Sesampainya di posko pertama bang Andi menceritakan apa yang terjadi ketika akan menghidupkan jenset. Ketika ichsan mencari jaketnya dan membuka salah satu gulungan kain putih yang ada difikiran bang Andi adalah bahwa kain tersebut berisi kepala yang tadi siang ditemukan, tetapi bang ichsan tidak begitu percaya karena kain tidak semuanya terbuka. Pada saat itu bang Andi yang memegang senter untuk memberi penerangan bagi Ichsan ketika membuka bungkusan kain tersebut. Ntah itu kepala atau bukan yang jelas hal tersebut sudah cukup bikin bulu kuduk berdiri. Ketika mobil sempat berhentipun bang andi yang mengemudikan mobil sempat melihat bayangan putih melintasi jalan. Ntah itu apa, tapi walaupun saya tidak melihat pada saat tersebut bulu kuduk saya merinding. Ah sudahlah itu hanya fantasi sesaat saja, fikirku positif walau kadang-kandang ikut parno juga.

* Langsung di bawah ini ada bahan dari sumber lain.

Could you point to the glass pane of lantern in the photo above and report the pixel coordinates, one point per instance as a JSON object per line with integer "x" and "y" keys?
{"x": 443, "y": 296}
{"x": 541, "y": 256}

Malam semakin larut dan kamipun bersiap-siap untuk istirahat. Untuk kali ini kami istirahat ditenda pas di depan rumah pak Doding. Dengan fasilitas satu kasur dan 4 bantal kami membagi tempat untuk tidur setidaknya 9 orang. Posisi saya paling pojok kanan dan paling pertama tetidur. Bang ichsan masih asik dengan laptopnya untuk laporan ke DMC pusat.
Tengah malam hujan turun dengan lebatnya. Pak Doding sempat membangunkan kami untuk pindah kedalam rumah tapi hanya bang ichsan saja yang terbangun. Beberapa diantara kami memang memakai sleeping bag sehingga tampak nyaman-nyaman saja. Saya, kang Dadan, bang Madid serta kang Acep tidur hanya berlapis jaket tanpa sleeping bag tapi kang acep tidur diatas kasur. Tak lama tendapun bocor, air mulai masuk kedalam tenda. Saya terbangun karena celana mulai basah. Hujan masih cukup deras dan saya pun pindah tempat tidur di samping kang Acep yang ada kasurnya, tapi ternyata kasurnyapun basah. Saya melihat mereka yang tidur tampak nyaman dan seperti tidak ada air yang masuk kedalam tenda. Badan masih terasa lemas, mata masih terasa berat untuk dibuka tapi posisi tidur sudah tidak nyaman lagi. Air sudah memasuki tenda kalaulah memaksakan tidur pastilah akan basah semua dan esok pagi akan masuk angin. Sayapun memaksakan diri untuk tetap tidur dalam posisi sujud, tapi itu tak bertahan lama. Akhirnya saya mengambil trash bag dan melubangi kedau sisinya untuk dijadikan penutup badan. Setidaknya badan tetap kering pikirku waktu itu. Saya kembali melanjutkan tidur diatas kasur yang sudah basah. 
Pukul 03.00 WIB saya terbangun karena suhunya sudah mulai dingin ditambah celana yang sudah lembab. Saya akhirnya pindah kedalam rumah pak Doding. Saya fikir rumah dalam keadaan terkunci sehingga saya enggan beranjak pindah karena hujan masih cukup deras, eh ternyata tidak dikunci kalau tau kaya gini udah pindah dari tadi (dengan sedikit menyesal karena telat pindah tempat). Dalam rumah pun sudah penuh hanya tersisa sedikit ruang disebelah laptop bang ichsan dan dibatasi dengan rak buku. Kang Acep, bang madid, bang waw,dan bang Ichsan sudah ada di dalam rumah. Saya hanya bisa tidur dalam posisi miring, karena jika berbaring sebagian tubuh saya akan menimpa bang Ichsan yang sudah tertidur lelap.